Outros indicadores da entidade, que congrega 35 usinas e destilarias de etanol em 11 estados brasileiros, revelam que a produção de açúcar e de etanol (anidro e hidratado) manteve tendência de crescimento em relação ao mesmo período do ciclo 2022/23. Foram registradas altas de 11,8% para o adoçante (2,55 milhões de toneladas contra 2,28 milhões na safra anterior) e de 1,9% para o biocombustível (1,81 bilhão de litros ante 1,78 bilhão no mesmo período da temporada anterior).

Com 72% da projeção para a atual safra já realizada, o açúcar mantém a liderança na produção, ativando exportações originadas no Nordeste. Para Renato Cunha, presidente executivo da NovaBio e presidente do Sindicato da Indústria do Açúcar e do Álcool no Estado de Pernambuco (Sindaçúcar/PE), a produção do adoçante cresceu na atual safra em grande medida devido ao câmbio mais favorável ao exportador e sobretudo pelo desequilíbrio na competitividade do etanol com a gasolina, causado pela ausência de uma política mais previsível e estável. “A previsão é de 67% da produção seja destinada ao exterior, com os embarques do VHP, refinado e cristal direcionados para países das Américas, África, Europa e Oriente Médio.”

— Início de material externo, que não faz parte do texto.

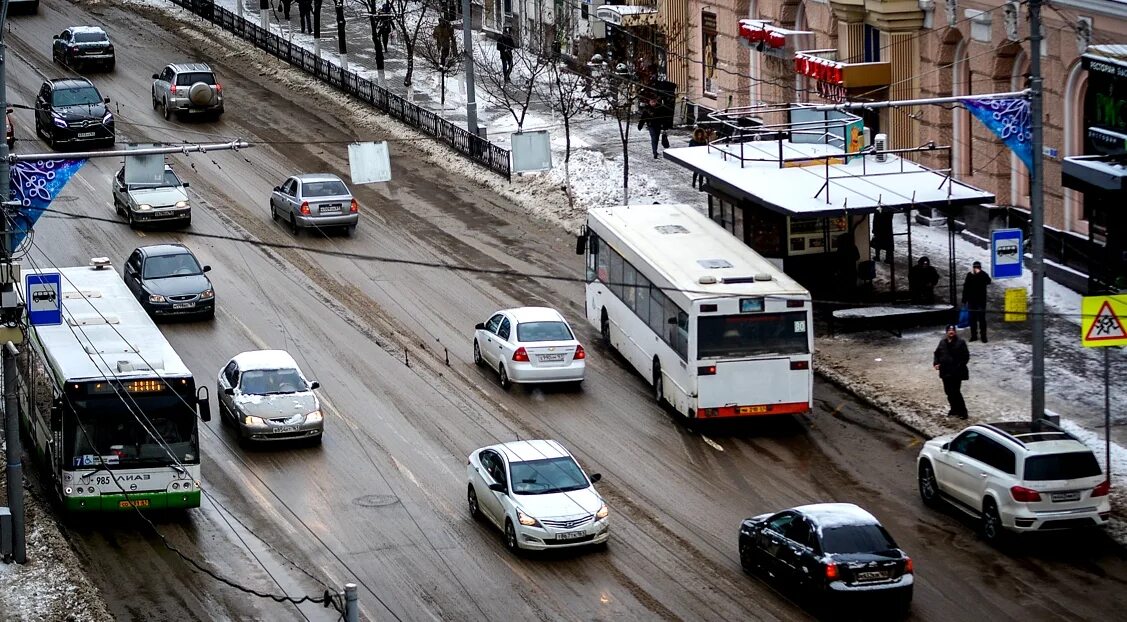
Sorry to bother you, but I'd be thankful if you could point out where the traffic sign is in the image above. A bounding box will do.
[25,273,63,326]
[1081,295,1127,347]
[990,228,1023,279]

Com mais de dois terços da safra realizados no Norte e Nordeste, a produção de etanol hidratado cresceu 10,3%. Foram fabricados 902,6 milhões de litros em relação aos 818 milhões verificados em 15 de janeiro de 2023. No caso do biocombustível anidro, que é misturado à gasolina, houve retração de 5,3%, com 914 milhões de litros em relação aos 964 milhões do ciclo anterior. Entretanto, segundo o presidente da NovaBio, o estoque físico do anidro, que garante segurança no abastecimento, aumentou 30%. Estão armazenados 236,4 mil litros, ante 181,8 mil registrados nos primeiros 15 dias do ano passado. Para o hidratado, o recuo foi de 17,43%, totalizando 130,7 mil litros versus 158,3 mil estocados na safra 2022/23.

Até 15 de janeiro, somando-se o anidro e o hidratado, o estoque total de etanol atingiu 367,1 mil litros, volume 41,54% superior se comparado aos 259,3 mil observados na safra passada. Para o ciclo 2024/25, a estimativa inicial da NovaBio é de um processamento entre 59 e 63 milhões de toneladas de cana no Norte e Nordeste.

Como está o cenário da cana em outros países com produção relevante? Na Índia, o volume de açúcar deverá alcançar 32 milhões de toneladas no fechamento da safra 2023/24, um pouco abaixo das 32,7 milhões produzidas na temporada anterior, o que se deve sobretudo à decisão do governo de limitar o uso do caldo da cana na produção de etanol. “Ainda assim, a Índia continuará fora do mercado de exportação por buscar a construção de estoques internos, a fim de atender a possível menor produção prevista para 2024/25”, diz Bruno Wanderley, da Datagro.

Na Tailândia, a previsão atual é de que a produção de açúcar caia de 11 milhões de toneladas da safra 2022/23 para 8,1 milhões no encerramento do ciclo 2023/24, embora com possibilidade de ser ainda menor, em virtude da queda da produtividade agrícola e do rendimento industrial. “Por consequência, as exportações poderão recuar quase pela metade, para algo em torno de 4 milhões de toneladas em 2023/24, comprimindo ainda mais o já deficitário fluxo mundial de comércio do produto.”